業界の動き【2013年7月】
ばく露防止で要望書 ◆日印産連
一般社団法人日本印刷産業連合会は5月31日、日本化学工業協会と印刷関連洗浄メーカーに対し、「印刷業界における化学物質ばく露防止策推進のための洗浄剤等の改善のお願い」を提出した。昨年の有機溶剤による健康障害問題を受け、日印産連は去年7月に労働衛生協議会を設立。労働衛生セミナーの開催や「健康障害防止対策基本方針」の発表、「健康障害防止対策パンフレット」の配布など、各印刷事業所の健康障害防止対策推進に向け、活動を展開してきた。一年間の活動成果として、各印刷事業所が使用している洗浄剤等の危険有害性の情報が十分ではないこと、有害性の低い洗浄剤等の入手が困難であることが判明し、要望書提出に至った。
新産業ビジョンの骨子固まる ◆全印工連産業戦略デザイン室
全日本印刷工業組合連合会の今年度第2回産業戦略デザイン室が5月28日に開かれ、今年10月4日、東京ビッグサイトで開催の全印工連フォーラムで発表する「印刷産業ビジョン」の骨子が固まった。日本の景況と印刷産業の今後10年の予測、クライアントの意識調査、印刷100年企業研究を土台として、顧客の業務プロセス(課題)に対し、印刷会社が提供できるソリューションを提示。「ソリューションプロバイダー」に進化していくロードマップをまとめる。
用紙利用でアンケート ◆全印工連
全日本印刷工業組合連合会はこのほど、経済産業省紙業服飾品課から「製紙メーカーおよび流通業者サイドは用紙を扱うエンドユーザーや中小印刷会社の用紙に対する意見・要望をもっと把握すべきである」との意向を受け、全組合員を対象に印刷用紙に関するアンケート調査を実施している。アンケート調査では、印刷用紙の使用量の推移、輸入紙の利用状況、メーカー・流通に対する要望を集約する。紙業服飾品課は全印工連のアンケート調査結果を受け、ユーザーからの意見として、印刷用紙の生産、流通の改善に役立てていく。

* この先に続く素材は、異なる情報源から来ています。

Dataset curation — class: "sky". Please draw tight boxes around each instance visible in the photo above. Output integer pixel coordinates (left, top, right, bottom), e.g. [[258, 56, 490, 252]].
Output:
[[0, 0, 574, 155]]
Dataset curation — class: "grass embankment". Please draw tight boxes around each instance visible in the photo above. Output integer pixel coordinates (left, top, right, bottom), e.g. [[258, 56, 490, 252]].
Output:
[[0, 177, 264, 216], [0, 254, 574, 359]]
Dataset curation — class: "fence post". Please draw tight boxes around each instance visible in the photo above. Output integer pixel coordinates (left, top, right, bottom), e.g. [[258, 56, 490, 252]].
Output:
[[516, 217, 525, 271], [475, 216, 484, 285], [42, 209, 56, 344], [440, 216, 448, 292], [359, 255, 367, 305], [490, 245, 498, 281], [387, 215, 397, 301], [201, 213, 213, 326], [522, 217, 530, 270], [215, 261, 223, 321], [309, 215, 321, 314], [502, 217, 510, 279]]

断裁作業者の労安意識向上へ ◆千葉工組・ジャグラ千葉
断裁機作業の労働安全意識を高めるための「断裁作業者特別教育カリキュラム」が全国で実施されている。千葉県印刷工業組合と日本グラフィックサービス工業会千葉県支部は6月13日、ちば印刷団地内の弘報社印刷で「紙断裁作業者教育カリキュラム」を開催した。千葉県下から約80名が参加し、職場における労働者の健康と安全を確保するとともに、快適な作業環境をつくることを目的に、労働災害の防止について総合的、計画的な対策を推進することを定めた労働安全衛生法に基づき、断裁作業者の学科教育、翌日に実技教育を行った。
新会長に北島元治氏 ◆電流協
電子出版制作・流通協議会(電流協)は5月20日に開いた第3回定時総会で新会長に大日本印刷常務取締役の北島元治氏を選任した。電流協は2010年に電子出版制作から流通を整備する目的で関係企業が電子出版市場の発展を目指して大手印刷会社、出版社、ベンダー各社により設立され、現在131社が加盟。電子書籍制作のマニュアル化を検討する「電子書籍制作マニュアル編集部会」や「オンデマンド制作流通研究部会」を設けて制作から流通における総合的な環境整備のあり方を研究している。また「デジタル絵本研究部会」を設けて市場創出をサポートする事業を展開している。
年賀状シンポ盛況に ◆日本郵政
日本郵便は6月27日、東京・有明の東京ファッションタウンビルで、「年賀状シンポジウム―文化、ビジネス、技術の接点を探る―」を開催した。年賀状シンポジウムは、年賀状の利用拡大に向け、年賀状関連業界との連携を強化する一環として開催。年賀状の将来に向けた取り組みに関する講演会などを行った。
防護マスク義務化へ ◆厚労省
厚生労働省は6月4日に開催した「印刷事業場で発生した胆管がんの業務上外に関する検討会」で、化学物質を使った事業所で洗浄や拭き取り作業の際に、防護マスクの着用や作業場の排気装置の取り付けを会社側に義務付ける方針を決定した。今回の決定を受けて厚労省は今後、労働安全衛生法の規則を改正し、来年1月の施行を目指す。
共同受注をスタート ◆新宿連絡協
新宿区印刷・製本団体連絡協議会は4月1日付けで、一般社団法人新宿区印刷・製本関連団体協議会を設立し、共同受注の任意団体としてスタートした。新宿区からの後押しを受けて、地場を生かした受注窓口として機能することが期待されている。新宿区は、都庁をはじめとする副都心エリアを抱え、国立競技場や代々木体育館など都民だけでなく全国から人が集まる公共施設の拠点も多い地区。しかし、区内の印刷会社の状況は全国の印刷産業と同様、市場縮小が懸念材料の1つであり、区内の官公需の半分は他地域の企業が入札しているのが現状。